There are different ways to purchase new homes. You can buy them before they are built, during the build or purchase one which failed to close. The latter is the rarest opportunity but sometimes a good deal. Most people seem to prefer building from scratch although this typically takes around 6-8 months. Be prepared to be flexible with the closing date especially if it is near the companies fiscal end of year.
There are any number of ways to finance a home today. But most likely it will be most beneficial to use the financing that is available at the builders. Why? Because you can normally get the builder to pay toward your closing costs if you use that lender. You will not find a lender who will match the closing numbers you end up with using the builder’s lender. For example, on a $350,000 loan you may well get $10,000 of your closing costs paid. There are legal limits to seller concessions on most loans. A good Realtor should know them or find them out easily. For heaven’s sake ask the question. The outside lender just can not afford to match the concession. If it were me and I was planning on buying new I would make sure of my credit and then just go the above route. Don’t let a lender do a “Hard Pull” on your credit unnecessarily. It effects your score.
This is something we/I have done many times. I love doing it. Just a couple of quick pointers on doing this. You will not get a better price without using a Realtor like me. They may say you will but you are being lied to. Ask yourself why they do not want someone experienced assisting you?

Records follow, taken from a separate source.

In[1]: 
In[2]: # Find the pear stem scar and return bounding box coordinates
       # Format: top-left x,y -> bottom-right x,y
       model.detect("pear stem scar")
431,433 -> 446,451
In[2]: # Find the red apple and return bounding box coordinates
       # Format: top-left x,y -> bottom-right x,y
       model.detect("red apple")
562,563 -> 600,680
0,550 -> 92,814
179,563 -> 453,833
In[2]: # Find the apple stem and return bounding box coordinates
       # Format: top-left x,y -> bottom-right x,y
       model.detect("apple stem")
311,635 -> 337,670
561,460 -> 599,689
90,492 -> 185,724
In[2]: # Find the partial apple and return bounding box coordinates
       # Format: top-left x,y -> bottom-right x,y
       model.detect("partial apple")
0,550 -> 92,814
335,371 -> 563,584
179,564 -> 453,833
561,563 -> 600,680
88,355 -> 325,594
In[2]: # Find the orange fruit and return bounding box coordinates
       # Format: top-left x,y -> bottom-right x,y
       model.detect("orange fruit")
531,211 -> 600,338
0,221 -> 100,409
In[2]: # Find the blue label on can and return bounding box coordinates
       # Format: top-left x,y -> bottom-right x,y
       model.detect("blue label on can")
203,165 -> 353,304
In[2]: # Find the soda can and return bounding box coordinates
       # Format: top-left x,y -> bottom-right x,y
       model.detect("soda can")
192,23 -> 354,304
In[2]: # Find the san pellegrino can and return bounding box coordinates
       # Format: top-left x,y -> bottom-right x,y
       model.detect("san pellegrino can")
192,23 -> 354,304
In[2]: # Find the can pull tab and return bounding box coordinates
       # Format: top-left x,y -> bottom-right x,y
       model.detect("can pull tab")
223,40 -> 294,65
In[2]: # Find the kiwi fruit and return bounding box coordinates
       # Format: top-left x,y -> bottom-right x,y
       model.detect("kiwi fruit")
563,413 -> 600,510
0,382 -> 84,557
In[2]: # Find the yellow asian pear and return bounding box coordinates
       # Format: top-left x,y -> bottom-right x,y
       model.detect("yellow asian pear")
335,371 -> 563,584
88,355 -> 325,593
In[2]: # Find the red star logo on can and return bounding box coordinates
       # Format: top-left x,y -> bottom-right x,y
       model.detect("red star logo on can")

Be ready to pull the trigger and make the purchase. This includes your job stability (at least in the same career) and not needing any new purchases that will affect your ability to pass the final review of your credit before your close. If anything changes while you are under contract contact your Realtor first before the seller.
An experienced Realtor knows the sales history and probably the seller’s agent. I have a preferred list I work with because I know how to work them and they know I bring them buyers. Normally they will tell me the best incentives available. Trust me some will not and this will cost you money. They are trained to be friendly and establish trust with you not to get you the best deal. They are gone from your life soon after close and your debt remains.
In closing I like to do it this way. The “If you will then we will” approach. I already know what price it should be. I also know that I want someone above the seller’s agent to say yes or no. Make the supervisor tell you know don’t take the word of the overpaid car salesman.
The initial walkthrough before the actual closing is usually 1 week prior. This is when aesthetics and details matter. You and I will be building a list of items that the builder should repair or complete before the final walkthrough. The final walkthrough is normally the day before or the morning of closing.
Normally any aesthetic flaws will not be repaired unless you notice and document them before your closing. Mechanical flaws can be discovered anytime in the first year and reported for repair. Many if not most homeowners forget until after the first year passes.
I have had the initial walkthrough take two hours and I have had them take 30 minutes. You may find anything from the ceiling in the closets not being finished to tile not being grouted etc. Keep in mind the person in charge of the build is being worked pretty much non stop and only provides intermittent supervision. No one cares more about your home than you and hopefully your Realtor so take your time and do this walkthrough right. Hopefully you will have one of us at your side because we have done countless walkthroughs in the past. There are not many tips or secrets of buying new construction homes for sale we do not know.